Like myself, Jones first discovered the joys of scale monster modeling in the early Seventies, when the Aurora modeling company was in its heyday. That's also roughly the same time a lot of kids discovered another defining brain-warper, Forrest Ackerman's legendary Famous Monsters of Filmland magazine. Between monthly doses of Forry, Aurora kits for classic movie monsters like the Wolfman and the Mummy (my personal favorite was always the Forgotten Prisoner of Castel-Maré -- who was this guy? And how horrible was it that he'd been forgotten, in some castel, until there was nothing left but bones and bits of rotted garments? Yeech! But cool. Oh, so cool!), and, yes, Mad magazine, kids growing up in the mid-Sixties to Seventies were, I still think, the luckiest demographic on earth.
I asked Jones what first drew him to the garish Aurora kits to begin with, and his answer echoed my own: It was that ghoulish box art staring out from behind the drugstore counter.
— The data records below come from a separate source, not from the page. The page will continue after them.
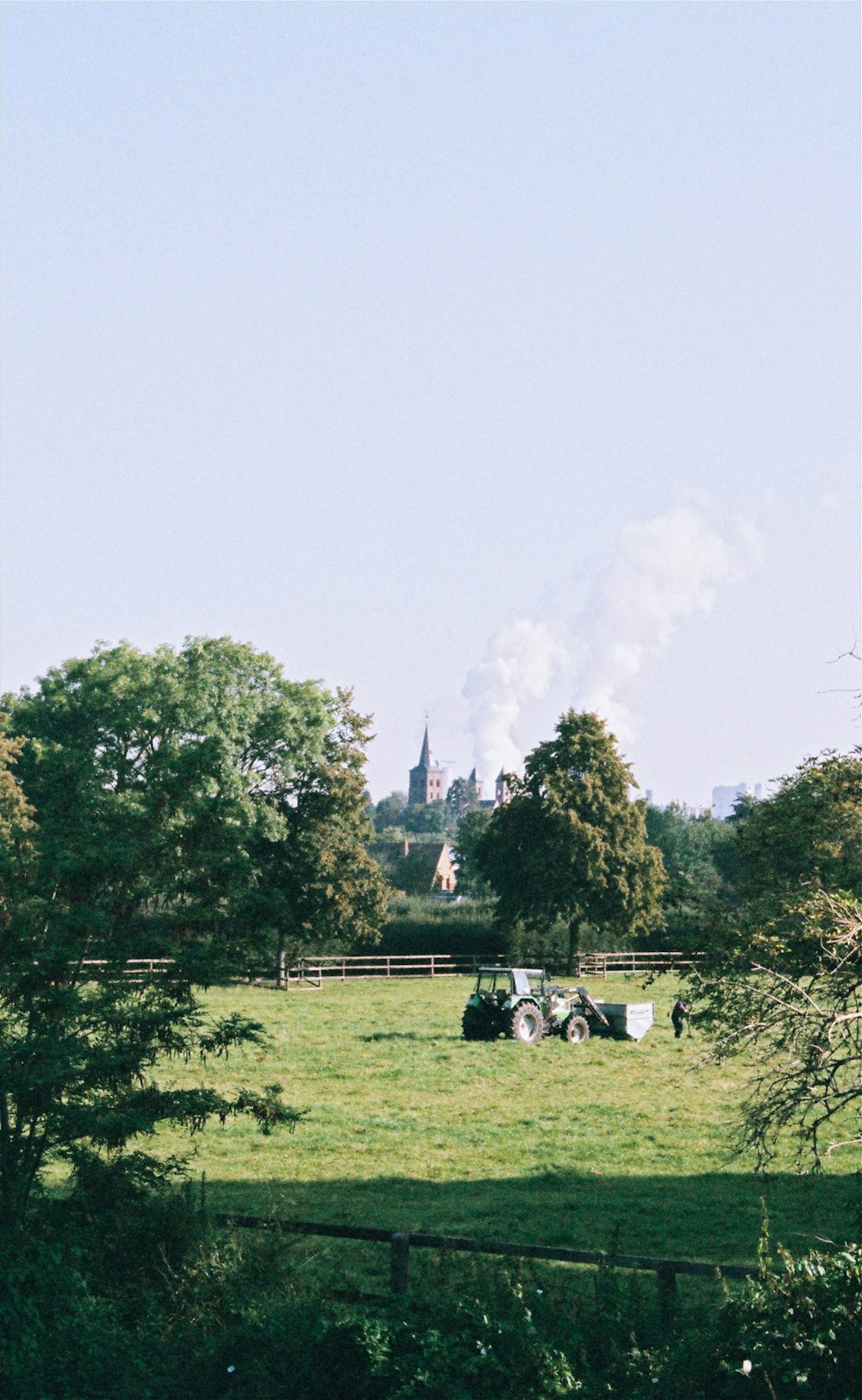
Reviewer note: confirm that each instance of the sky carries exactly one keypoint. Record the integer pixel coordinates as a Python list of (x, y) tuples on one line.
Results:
[(487, 358)]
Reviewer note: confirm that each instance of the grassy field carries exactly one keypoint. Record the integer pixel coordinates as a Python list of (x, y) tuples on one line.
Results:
[(412, 1127)]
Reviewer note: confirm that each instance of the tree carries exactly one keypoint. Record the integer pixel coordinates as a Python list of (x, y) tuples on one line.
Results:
[(802, 1034), (783, 981), (322, 885), (569, 843), (143, 802), (696, 855), (472, 828)]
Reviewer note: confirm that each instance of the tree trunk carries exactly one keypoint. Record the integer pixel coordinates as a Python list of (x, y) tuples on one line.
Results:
[(279, 967), (573, 943)]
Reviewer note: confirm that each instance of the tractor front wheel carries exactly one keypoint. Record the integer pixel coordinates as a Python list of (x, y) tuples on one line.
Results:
[(577, 1030), (526, 1024)]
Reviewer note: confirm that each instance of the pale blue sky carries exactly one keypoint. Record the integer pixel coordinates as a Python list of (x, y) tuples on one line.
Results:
[(362, 332)]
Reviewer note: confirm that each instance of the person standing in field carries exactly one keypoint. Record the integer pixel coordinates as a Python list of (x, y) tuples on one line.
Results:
[(678, 1015)]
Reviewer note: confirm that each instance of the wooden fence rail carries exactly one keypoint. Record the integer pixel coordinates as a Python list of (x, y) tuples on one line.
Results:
[(418, 965), (394, 965), (401, 1242), (443, 965), (599, 965)]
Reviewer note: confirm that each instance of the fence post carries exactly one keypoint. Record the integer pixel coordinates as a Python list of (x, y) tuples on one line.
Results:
[(667, 1295), (400, 1263)]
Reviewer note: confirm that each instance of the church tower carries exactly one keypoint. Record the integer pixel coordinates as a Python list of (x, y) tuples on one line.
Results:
[(427, 779)]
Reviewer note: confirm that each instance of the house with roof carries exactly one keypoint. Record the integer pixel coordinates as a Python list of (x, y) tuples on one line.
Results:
[(422, 868)]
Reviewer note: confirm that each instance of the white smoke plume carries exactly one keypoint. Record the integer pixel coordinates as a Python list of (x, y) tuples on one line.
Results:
[(667, 569), (521, 664)]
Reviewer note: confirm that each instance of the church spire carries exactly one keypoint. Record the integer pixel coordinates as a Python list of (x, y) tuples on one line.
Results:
[(425, 755)]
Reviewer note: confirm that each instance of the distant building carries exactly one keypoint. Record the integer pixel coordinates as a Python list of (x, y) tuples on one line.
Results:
[(425, 868), (428, 780), (501, 790), (725, 799)]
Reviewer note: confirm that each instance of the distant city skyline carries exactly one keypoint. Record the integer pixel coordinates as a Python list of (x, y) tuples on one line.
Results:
[(484, 358)]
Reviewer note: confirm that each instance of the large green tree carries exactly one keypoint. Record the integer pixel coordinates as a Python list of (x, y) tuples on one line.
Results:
[(149, 802), (571, 844), (781, 983), (696, 850)]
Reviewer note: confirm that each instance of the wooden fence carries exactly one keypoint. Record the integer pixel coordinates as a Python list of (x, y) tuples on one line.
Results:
[(317, 970), (401, 1242), (599, 965), (445, 965), (396, 965), (134, 968)]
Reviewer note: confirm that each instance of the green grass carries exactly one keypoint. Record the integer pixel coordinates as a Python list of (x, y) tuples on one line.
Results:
[(412, 1127)]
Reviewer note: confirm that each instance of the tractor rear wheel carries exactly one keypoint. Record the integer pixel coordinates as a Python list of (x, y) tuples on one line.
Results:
[(476, 1025), (526, 1024), (577, 1030)]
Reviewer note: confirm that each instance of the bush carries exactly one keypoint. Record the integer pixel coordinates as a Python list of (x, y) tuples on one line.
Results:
[(121, 1292)]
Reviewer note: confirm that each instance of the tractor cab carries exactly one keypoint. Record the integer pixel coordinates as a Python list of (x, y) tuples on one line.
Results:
[(497, 986)]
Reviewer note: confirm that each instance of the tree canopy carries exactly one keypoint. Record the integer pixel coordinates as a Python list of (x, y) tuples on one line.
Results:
[(172, 802), (569, 843), (783, 979)]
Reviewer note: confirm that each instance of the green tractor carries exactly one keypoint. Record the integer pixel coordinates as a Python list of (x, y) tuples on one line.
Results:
[(522, 1004)]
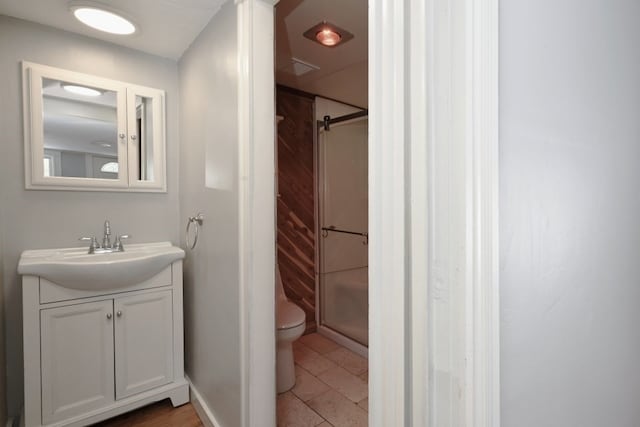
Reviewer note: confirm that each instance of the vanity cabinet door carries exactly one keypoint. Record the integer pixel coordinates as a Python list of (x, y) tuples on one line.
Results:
[(77, 359), (143, 342)]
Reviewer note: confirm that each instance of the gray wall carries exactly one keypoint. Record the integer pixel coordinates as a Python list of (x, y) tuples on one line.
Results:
[(3, 372), (48, 219), (570, 212), (209, 184)]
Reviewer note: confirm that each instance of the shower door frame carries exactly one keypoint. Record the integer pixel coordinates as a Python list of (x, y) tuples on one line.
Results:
[(338, 337)]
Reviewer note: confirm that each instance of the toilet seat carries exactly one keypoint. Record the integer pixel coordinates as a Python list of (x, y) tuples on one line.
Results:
[(288, 315)]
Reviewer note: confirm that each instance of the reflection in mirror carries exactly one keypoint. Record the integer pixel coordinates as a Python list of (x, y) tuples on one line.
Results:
[(144, 125), (80, 131)]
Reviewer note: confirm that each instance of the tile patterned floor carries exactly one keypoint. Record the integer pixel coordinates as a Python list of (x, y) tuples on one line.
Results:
[(331, 386)]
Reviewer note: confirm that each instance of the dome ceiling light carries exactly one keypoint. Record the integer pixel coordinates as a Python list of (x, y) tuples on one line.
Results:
[(102, 18), (328, 34)]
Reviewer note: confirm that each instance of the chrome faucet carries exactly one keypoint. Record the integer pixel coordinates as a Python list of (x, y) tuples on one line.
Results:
[(106, 247)]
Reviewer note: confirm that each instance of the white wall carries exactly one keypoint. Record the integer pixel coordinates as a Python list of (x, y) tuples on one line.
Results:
[(209, 184), (570, 212), (47, 219)]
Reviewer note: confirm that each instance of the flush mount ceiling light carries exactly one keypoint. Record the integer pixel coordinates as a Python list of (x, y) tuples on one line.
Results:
[(328, 34), (81, 90), (102, 18)]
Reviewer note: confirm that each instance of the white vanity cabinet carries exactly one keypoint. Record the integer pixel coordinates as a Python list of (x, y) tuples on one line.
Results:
[(91, 355)]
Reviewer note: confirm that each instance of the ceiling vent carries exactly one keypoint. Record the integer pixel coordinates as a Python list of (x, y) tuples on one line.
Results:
[(298, 67)]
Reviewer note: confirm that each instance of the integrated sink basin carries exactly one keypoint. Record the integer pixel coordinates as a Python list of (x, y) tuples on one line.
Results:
[(76, 269)]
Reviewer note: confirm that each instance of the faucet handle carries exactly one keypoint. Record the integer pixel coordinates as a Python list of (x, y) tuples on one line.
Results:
[(92, 245)]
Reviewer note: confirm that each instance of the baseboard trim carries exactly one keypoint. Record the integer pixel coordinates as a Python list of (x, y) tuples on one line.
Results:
[(201, 407)]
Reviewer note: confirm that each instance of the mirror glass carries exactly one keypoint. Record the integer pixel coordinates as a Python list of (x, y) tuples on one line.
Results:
[(80, 131)]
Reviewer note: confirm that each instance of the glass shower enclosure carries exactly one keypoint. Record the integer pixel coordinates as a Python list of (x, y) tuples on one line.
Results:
[(343, 228)]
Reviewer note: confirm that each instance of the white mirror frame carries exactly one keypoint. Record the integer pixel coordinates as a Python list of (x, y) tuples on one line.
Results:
[(127, 147)]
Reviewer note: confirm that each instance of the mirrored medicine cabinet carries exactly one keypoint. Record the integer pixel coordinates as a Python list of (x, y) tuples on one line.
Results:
[(88, 133)]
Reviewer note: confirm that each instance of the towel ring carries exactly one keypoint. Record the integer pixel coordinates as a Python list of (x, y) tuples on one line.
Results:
[(197, 221)]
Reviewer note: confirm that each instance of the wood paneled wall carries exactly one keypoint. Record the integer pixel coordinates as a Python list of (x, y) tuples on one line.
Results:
[(296, 226)]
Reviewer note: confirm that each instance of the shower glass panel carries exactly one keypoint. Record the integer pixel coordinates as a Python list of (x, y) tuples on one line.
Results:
[(343, 188)]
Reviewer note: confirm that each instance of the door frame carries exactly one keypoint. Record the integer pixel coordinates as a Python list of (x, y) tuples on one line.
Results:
[(433, 172)]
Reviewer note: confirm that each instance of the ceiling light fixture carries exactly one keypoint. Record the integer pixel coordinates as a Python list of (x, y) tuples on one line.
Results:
[(102, 18), (328, 34), (81, 90)]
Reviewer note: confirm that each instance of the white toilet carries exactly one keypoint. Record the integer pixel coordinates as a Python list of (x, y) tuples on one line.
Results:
[(290, 321)]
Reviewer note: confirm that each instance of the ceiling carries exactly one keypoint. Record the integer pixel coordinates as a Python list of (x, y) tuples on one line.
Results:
[(342, 70), (166, 27)]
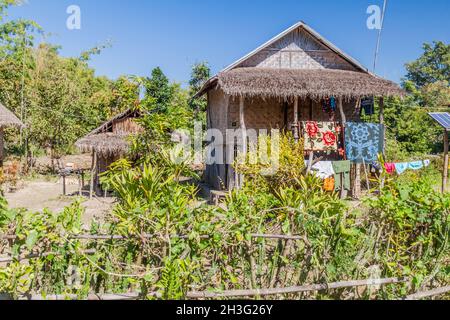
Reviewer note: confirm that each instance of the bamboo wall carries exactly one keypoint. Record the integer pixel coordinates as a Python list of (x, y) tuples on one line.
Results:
[(298, 50)]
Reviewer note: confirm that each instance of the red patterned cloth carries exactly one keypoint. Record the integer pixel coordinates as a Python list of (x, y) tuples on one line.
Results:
[(390, 167), (321, 136)]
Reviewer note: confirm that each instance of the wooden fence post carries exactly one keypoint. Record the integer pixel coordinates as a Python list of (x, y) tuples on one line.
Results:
[(344, 122), (446, 162), (93, 172)]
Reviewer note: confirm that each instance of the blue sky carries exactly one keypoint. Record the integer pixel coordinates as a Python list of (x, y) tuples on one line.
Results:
[(174, 34)]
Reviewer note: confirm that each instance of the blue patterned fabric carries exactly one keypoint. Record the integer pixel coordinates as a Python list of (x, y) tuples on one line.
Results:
[(416, 165), (363, 142), (401, 167)]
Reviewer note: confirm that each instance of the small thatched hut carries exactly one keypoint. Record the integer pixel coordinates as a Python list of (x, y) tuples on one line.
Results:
[(282, 83), (109, 142), (7, 120)]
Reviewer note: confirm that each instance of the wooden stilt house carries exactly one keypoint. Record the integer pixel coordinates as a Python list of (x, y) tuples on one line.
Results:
[(109, 143), (281, 84)]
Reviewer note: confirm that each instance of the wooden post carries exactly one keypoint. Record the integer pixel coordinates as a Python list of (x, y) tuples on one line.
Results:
[(93, 172), (446, 162), (64, 184), (382, 122), (344, 121), (357, 182), (295, 126), (244, 134), (2, 146), (384, 133)]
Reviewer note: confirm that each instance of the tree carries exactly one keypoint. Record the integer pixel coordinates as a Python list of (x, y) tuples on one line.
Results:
[(427, 81), (201, 72), (158, 91), (432, 66)]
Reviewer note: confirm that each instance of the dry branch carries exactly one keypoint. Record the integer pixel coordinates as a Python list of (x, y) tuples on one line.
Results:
[(292, 290), (41, 255), (428, 294), (228, 294)]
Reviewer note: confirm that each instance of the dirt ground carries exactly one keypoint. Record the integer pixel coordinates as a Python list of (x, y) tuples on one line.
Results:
[(39, 195)]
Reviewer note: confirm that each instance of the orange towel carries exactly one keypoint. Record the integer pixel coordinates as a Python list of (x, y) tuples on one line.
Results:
[(329, 184)]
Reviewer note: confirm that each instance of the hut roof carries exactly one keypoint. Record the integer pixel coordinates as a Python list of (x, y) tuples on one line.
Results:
[(236, 79), (106, 143), (313, 33), (318, 83), (107, 126), (8, 119)]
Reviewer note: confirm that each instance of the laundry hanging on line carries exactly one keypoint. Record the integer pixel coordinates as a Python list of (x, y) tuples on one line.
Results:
[(401, 167), (322, 169), (363, 142), (321, 136), (342, 171)]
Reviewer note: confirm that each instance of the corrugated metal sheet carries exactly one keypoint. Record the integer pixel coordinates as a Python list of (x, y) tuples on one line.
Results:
[(442, 118)]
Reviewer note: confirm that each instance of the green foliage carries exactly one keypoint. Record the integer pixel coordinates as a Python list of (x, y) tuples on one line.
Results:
[(432, 66), (410, 127), (158, 91), (201, 72), (413, 231)]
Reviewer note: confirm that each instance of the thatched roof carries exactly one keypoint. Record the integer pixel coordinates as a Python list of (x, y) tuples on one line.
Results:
[(105, 144), (317, 83), (8, 119), (130, 113)]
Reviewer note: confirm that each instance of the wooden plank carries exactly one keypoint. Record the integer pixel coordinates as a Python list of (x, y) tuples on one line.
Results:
[(93, 172), (2, 146), (382, 122), (428, 294), (446, 162), (295, 126), (244, 133), (344, 122), (292, 290)]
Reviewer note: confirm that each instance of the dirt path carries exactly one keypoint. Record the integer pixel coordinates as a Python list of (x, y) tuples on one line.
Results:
[(40, 195)]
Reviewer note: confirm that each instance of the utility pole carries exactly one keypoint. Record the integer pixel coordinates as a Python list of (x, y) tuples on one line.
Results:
[(379, 36)]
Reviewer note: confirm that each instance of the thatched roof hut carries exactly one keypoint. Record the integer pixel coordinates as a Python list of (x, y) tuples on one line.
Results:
[(302, 83), (279, 85), (109, 142), (7, 120), (112, 139)]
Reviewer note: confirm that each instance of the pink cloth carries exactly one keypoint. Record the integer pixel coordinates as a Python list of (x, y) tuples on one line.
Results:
[(390, 167)]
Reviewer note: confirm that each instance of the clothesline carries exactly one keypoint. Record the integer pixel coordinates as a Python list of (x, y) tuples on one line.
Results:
[(401, 167)]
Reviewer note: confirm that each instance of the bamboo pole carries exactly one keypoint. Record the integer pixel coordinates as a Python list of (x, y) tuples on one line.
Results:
[(428, 294), (292, 290), (344, 122), (35, 256), (446, 163), (230, 293), (93, 172), (2, 146), (244, 134), (150, 236), (295, 126)]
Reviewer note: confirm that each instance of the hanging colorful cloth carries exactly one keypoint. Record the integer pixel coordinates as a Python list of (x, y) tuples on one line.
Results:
[(342, 171), (400, 168), (329, 184), (333, 104), (416, 165), (320, 136), (390, 167), (364, 141), (323, 169)]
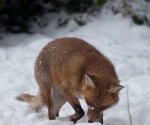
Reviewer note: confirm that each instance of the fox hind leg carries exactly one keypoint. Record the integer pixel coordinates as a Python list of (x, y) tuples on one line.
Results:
[(35, 101)]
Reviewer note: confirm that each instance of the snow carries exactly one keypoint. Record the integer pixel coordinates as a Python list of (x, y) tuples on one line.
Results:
[(124, 43)]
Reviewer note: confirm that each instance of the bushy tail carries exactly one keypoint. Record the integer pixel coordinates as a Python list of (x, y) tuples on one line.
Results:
[(35, 101), (25, 98)]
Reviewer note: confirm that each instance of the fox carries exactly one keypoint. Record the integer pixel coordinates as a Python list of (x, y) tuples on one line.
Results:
[(68, 69)]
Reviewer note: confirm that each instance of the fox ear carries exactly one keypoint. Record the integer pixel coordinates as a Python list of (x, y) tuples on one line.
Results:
[(115, 89), (89, 81)]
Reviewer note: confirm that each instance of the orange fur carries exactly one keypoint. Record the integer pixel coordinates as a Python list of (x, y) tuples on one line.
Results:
[(69, 68)]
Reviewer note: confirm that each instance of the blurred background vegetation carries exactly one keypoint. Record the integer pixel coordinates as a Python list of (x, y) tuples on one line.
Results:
[(16, 15)]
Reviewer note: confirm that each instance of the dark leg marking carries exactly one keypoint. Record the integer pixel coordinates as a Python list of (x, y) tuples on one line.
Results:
[(78, 110)]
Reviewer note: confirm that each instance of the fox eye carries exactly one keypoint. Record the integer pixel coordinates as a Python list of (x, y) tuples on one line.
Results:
[(115, 84)]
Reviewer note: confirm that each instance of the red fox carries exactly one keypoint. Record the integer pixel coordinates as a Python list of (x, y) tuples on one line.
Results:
[(70, 68)]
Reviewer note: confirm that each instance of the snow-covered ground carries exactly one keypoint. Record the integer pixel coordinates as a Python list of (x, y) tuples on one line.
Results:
[(124, 43)]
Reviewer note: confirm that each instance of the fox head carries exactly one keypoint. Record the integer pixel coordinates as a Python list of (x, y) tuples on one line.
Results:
[(100, 94)]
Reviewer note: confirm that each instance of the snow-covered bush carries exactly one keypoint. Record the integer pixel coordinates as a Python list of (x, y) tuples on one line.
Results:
[(138, 10)]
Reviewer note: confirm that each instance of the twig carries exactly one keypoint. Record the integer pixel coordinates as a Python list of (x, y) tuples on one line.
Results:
[(128, 105)]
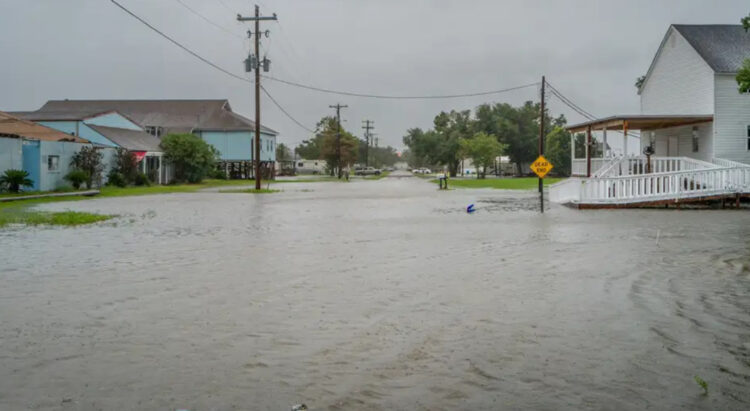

How could we resist?
"When you were a little kid," adds Jones, "the paintings on the boxes were just really phenomenal -- most of them were by this guy named James Bama. The whole design thing was great. And it was something to do, you know? I grew up in Port Arthur, where there was nothing to do, and so I'd just watch the monster movies on TV and then build the Aurora models in my spare time. That's pretty much how I spent my youth."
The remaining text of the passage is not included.